New English Sentiment Model:

  • We’ve fine-tuned our sentiment analysis model using a synthetic dataset of over a million articles labeled with ChatGPT. 
  • The new model operates 10x faster and delivers improved accuracy, with F-1 scores of 0.89 for non-finance articles and 0.87 for finance-related content.

May 17, 2024

Improved Language Detection:

  • We’ve fixed a bug that caused incorrect language identification due to certain text transformations.

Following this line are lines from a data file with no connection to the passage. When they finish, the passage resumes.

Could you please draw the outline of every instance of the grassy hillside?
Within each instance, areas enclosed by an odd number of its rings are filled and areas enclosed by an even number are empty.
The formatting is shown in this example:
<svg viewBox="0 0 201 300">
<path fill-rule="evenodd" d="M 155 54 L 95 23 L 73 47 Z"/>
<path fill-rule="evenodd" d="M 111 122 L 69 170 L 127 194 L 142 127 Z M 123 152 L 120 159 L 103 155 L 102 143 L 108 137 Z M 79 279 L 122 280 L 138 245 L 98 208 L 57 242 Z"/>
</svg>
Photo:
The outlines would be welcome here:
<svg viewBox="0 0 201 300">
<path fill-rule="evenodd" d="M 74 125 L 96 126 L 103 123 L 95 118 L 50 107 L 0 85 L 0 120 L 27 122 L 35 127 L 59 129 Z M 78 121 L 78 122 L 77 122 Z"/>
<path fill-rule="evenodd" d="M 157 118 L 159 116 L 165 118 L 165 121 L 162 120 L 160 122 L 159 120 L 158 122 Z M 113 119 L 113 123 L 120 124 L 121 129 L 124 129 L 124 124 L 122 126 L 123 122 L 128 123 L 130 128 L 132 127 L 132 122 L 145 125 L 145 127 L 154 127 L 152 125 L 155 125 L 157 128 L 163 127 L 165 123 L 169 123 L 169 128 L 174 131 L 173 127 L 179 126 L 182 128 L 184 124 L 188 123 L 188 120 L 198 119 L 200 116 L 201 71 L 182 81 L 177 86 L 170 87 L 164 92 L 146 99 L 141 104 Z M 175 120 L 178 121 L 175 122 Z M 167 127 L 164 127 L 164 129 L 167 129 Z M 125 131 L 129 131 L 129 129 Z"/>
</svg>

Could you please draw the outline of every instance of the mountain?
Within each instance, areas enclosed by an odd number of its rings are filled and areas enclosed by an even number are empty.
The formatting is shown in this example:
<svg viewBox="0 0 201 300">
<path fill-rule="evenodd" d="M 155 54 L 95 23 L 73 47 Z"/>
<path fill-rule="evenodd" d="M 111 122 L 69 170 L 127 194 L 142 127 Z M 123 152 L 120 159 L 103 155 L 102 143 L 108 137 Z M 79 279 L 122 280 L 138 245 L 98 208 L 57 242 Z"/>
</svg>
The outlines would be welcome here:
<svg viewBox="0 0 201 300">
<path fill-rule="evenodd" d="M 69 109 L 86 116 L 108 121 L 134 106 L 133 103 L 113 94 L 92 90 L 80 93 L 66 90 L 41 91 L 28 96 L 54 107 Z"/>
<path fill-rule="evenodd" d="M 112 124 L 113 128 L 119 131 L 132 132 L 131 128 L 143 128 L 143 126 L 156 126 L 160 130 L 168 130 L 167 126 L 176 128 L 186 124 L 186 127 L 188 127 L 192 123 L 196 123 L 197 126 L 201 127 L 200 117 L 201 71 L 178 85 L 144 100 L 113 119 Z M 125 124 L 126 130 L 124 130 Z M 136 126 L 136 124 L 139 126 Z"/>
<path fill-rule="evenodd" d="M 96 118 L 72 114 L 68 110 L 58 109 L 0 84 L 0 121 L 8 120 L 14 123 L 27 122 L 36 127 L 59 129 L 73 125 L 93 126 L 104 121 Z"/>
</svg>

This fix enhances the accuracy of our language detection across articles.

Article Deduplication:

  • We’ve implemented a deduplication feature to identify and filter out republished or syndicated articles, ensuring that your data stream focuses on original content.
  • Comprehensive documentation is available for this feature.

May 10, 2024

New English Sentiment Model:

  • We’ve fine-tuned our sentiment analysis model using a synthetic dataset of over a million articles labeled with ChatGPT. 
  • The new model operates 10x faster and delivers improved accuracy, with F-1 scores of 0.89 for non-finance articles and 0.87 for finance-related content.

May 03, 2024

Article Update Monitoring:

  • We’ve introduced a feature that checks whether an article has been updated after its initial publication. 
  • If changes are detected, we ensure the extracted version reflects the latest content, keeping your data current.

April 19, 2024

Enhanced Parent URL Logic:

  • We’ve refined the logic for the parent_url attribute, which previously defaulted to the homepage of the news source where the article was first found. 
  • The new logic now prioritizes section-specific URLs over homepage links, improving the contextual relevance of the parent URL data.

April 12, 2024

Text Formatting Preservation:

  • We’ve improved our text extraction process to preserve formatting, ensuring that more than 90% of articles maintain clear paragraph splits. 
  • This enhancement provides cleaner and more readable data.

V3 API SDKs Launched:

  • We’ve launched SDKs for the v3 API in multiple programming languages, including Python, C#, Java, Go, and TypeScript, making it easier to integrate our API into various development environments.

March 29, 2024

Additional Historical Data: 

  • Our v3 API now includes NLP-enriched articles dating back to the beginning of July 2023. 

Improved latency

  • We’ve deployed a dedicated processing pipeline for priority sources, ensuring that these articles are indexed in under 5 minutes, down from the usual 15-60 minute delay.

March 25, 2024

Author Extraction Enhancement:

  • We’ve improved our extraction methods to better identify author names within the article content, including in-text endings like “…written by John Smith.” 
  • This ensures more accurate attribution of articles to their authors.